Si pongono interrogativi sul futuro del turismo locale

Navanteri

MONGRASSANO - Il gruppo “Avanti Mongrassano” interviene sulla questione legata alla Pro Loco, sottolineando l'importanza di un rilancio turistico e sociale per la comunità. Allo stesso tempo, solleva dubbi su come verranno effettivamente impiegate le Pro Loco nel territorio.

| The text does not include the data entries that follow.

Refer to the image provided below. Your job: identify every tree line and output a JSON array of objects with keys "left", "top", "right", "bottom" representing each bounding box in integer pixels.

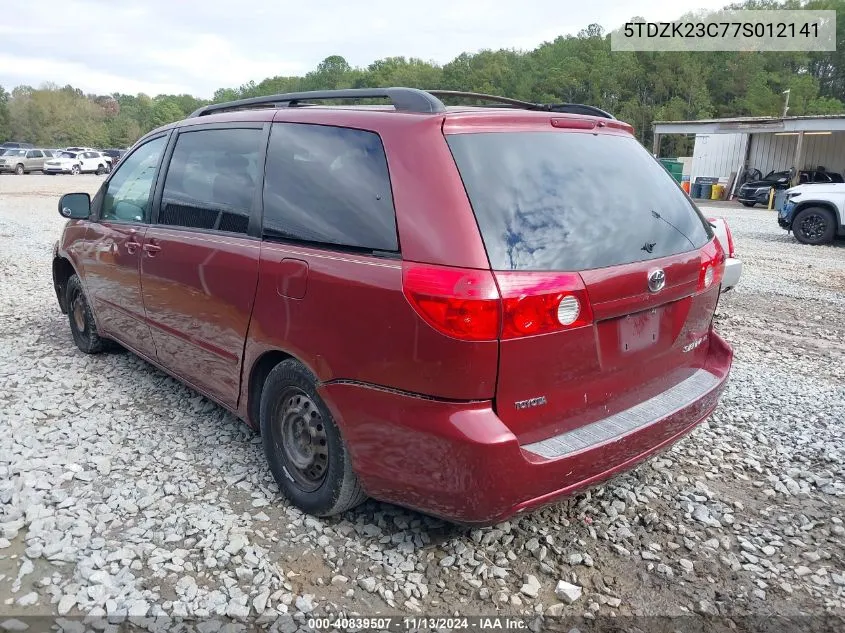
[{"left": 1, "top": 0, "right": 843, "bottom": 156}]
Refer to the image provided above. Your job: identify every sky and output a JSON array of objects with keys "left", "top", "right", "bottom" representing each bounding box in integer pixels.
[{"left": 2, "top": 0, "right": 731, "bottom": 99}]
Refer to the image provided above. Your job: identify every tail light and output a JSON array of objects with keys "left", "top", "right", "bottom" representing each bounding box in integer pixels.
[
  {"left": 497, "top": 271, "right": 593, "bottom": 339},
  {"left": 698, "top": 238, "right": 726, "bottom": 293},
  {"left": 402, "top": 263, "right": 500, "bottom": 341},
  {"left": 402, "top": 264, "right": 594, "bottom": 341},
  {"left": 707, "top": 217, "right": 736, "bottom": 258}
]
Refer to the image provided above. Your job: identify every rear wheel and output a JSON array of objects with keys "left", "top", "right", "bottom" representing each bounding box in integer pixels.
[
  {"left": 15, "top": 164, "right": 24, "bottom": 175},
  {"left": 740, "top": 201, "right": 755, "bottom": 208},
  {"left": 260, "top": 359, "right": 367, "bottom": 517},
  {"left": 65, "top": 275, "right": 107, "bottom": 353},
  {"left": 793, "top": 207, "right": 836, "bottom": 245}
]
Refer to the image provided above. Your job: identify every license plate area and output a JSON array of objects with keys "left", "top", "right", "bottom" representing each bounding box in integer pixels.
[{"left": 619, "top": 306, "right": 661, "bottom": 353}]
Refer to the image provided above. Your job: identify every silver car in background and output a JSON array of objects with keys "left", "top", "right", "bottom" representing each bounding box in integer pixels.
[{"left": 0, "top": 148, "right": 50, "bottom": 174}]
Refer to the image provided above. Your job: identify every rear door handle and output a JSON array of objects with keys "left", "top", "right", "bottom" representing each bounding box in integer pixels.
[
  {"left": 143, "top": 243, "right": 161, "bottom": 255},
  {"left": 126, "top": 230, "right": 141, "bottom": 254}
]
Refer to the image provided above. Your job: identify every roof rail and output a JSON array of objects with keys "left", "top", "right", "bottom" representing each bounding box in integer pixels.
[
  {"left": 188, "top": 88, "right": 447, "bottom": 117},
  {"left": 427, "top": 90, "right": 615, "bottom": 119}
]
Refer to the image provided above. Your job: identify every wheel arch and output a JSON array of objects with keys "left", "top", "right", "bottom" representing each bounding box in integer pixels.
[
  {"left": 52, "top": 255, "right": 78, "bottom": 313},
  {"left": 792, "top": 200, "right": 839, "bottom": 224},
  {"left": 246, "top": 349, "right": 297, "bottom": 431}
]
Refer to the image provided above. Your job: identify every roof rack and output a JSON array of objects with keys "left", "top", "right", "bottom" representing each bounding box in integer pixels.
[
  {"left": 426, "top": 90, "right": 615, "bottom": 119},
  {"left": 188, "top": 88, "right": 615, "bottom": 120},
  {"left": 188, "top": 88, "right": 447, "bottom": 117}
]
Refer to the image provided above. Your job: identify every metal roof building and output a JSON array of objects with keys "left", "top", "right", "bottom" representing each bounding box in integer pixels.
[{"left": 652, "top": 114, "right": 845, "bottom": 195}]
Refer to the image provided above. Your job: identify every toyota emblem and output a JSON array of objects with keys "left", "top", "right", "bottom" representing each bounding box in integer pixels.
[{"left": 647, "top": 269, "right": 666, "bottom": 293}]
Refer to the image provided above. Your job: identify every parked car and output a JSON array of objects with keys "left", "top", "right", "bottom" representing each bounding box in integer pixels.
[
  {"left": 708, "top": 218, "right": 741, "bottom": 291},
  {"left": 737, "top": 168, "right": 844, "bottom": 207},
  {"left": 44, "top": 151, "right": 110, "bottom": 175},
  {"left": 100, "top": 149, "right": 126, "bottom": 167},
  {"left": 0, "top": 141, "right": 35, "bottom": 149},
  {"left": 778, "top": 183, "right": 845, "bottom": 245},
  {"left": 0, "top": 148, "right": 50, "bottom": 174},
  {"left": 51, "top": 88, "right": 732, "bottom": 524}
]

«Abbiamo aspettato qualche giorno prima di esprimerci. La questione Pro Loco ha rappresentato un evidente imbarazzo per l'amministrazione comunale. Che, in periodo elettorale (sette mesi fa) aveva sminuito e fatto una battaglia contro le stesse».
È quanto si legge in una nota diffusa dal gruppo, in cui viene ribadito: «Vi ricordate quando noi avevamo proposto, come uno dei caposaldo del programma elettorale, la creazione di una Pro Loco, mettendo in evidenza le tradizioni arbëreshë, la gastronomi locale, i monumenti storici, le bellezze paesaggistiche e molto altro ancora? Ne parlammo sin dal nostro primo incontro con i cittadini e sapete chi ci criticò su questo tema, ritenendo ciò quasi una roba superflua? Esatto, l'attuale Amministrazione nell'incontro allo Scalo. La coerenza nostra resta tale: il compito di chi vuol (realmente) bene a questo paese è di rendere Mongrassano un luogo accogliente e vivo, capace di attrarre visitatori e offrire opportunità di crescita culturale, sociale ed economica per tutto il territorio. Avere una Pro Loco è importante, averne due, in una comunità di 1500 abitanti circa, è insolito. Abbiamo ascoltato le due conferenze, visto video, presenziato agli appuntamenti e letto tanto sul web, resta però qualche ulteriore considerazione. Il clima in queste settimane è stato incattivito da chi, come suo modo di fare, ha per principio la rabbia e lo scontro: Mongrassano non deve prendere l'esempio di alcuni territori limitrofi, dove si scrive un po' troppo su whatsapp e ci si mette sempre meno la faccia. Mongrassano merita un rilancio, sin da ora i cittadini meritano di capire quale sarà la programmazione futura in ambito turistico-sociale e come saranno impegnate le Pro Loco. Non dovranno esserci figli e figliastri, primi e secondi, ricchi e poveri. Anzi, ci auguriamo che alcune parole recenti del sindaco vengano rispettate nei fatti concreti Con ogni probabilità, se non nell'immediato, approfondiremo alcune tematiche sul nostro paese in uno o più incontri pubblici».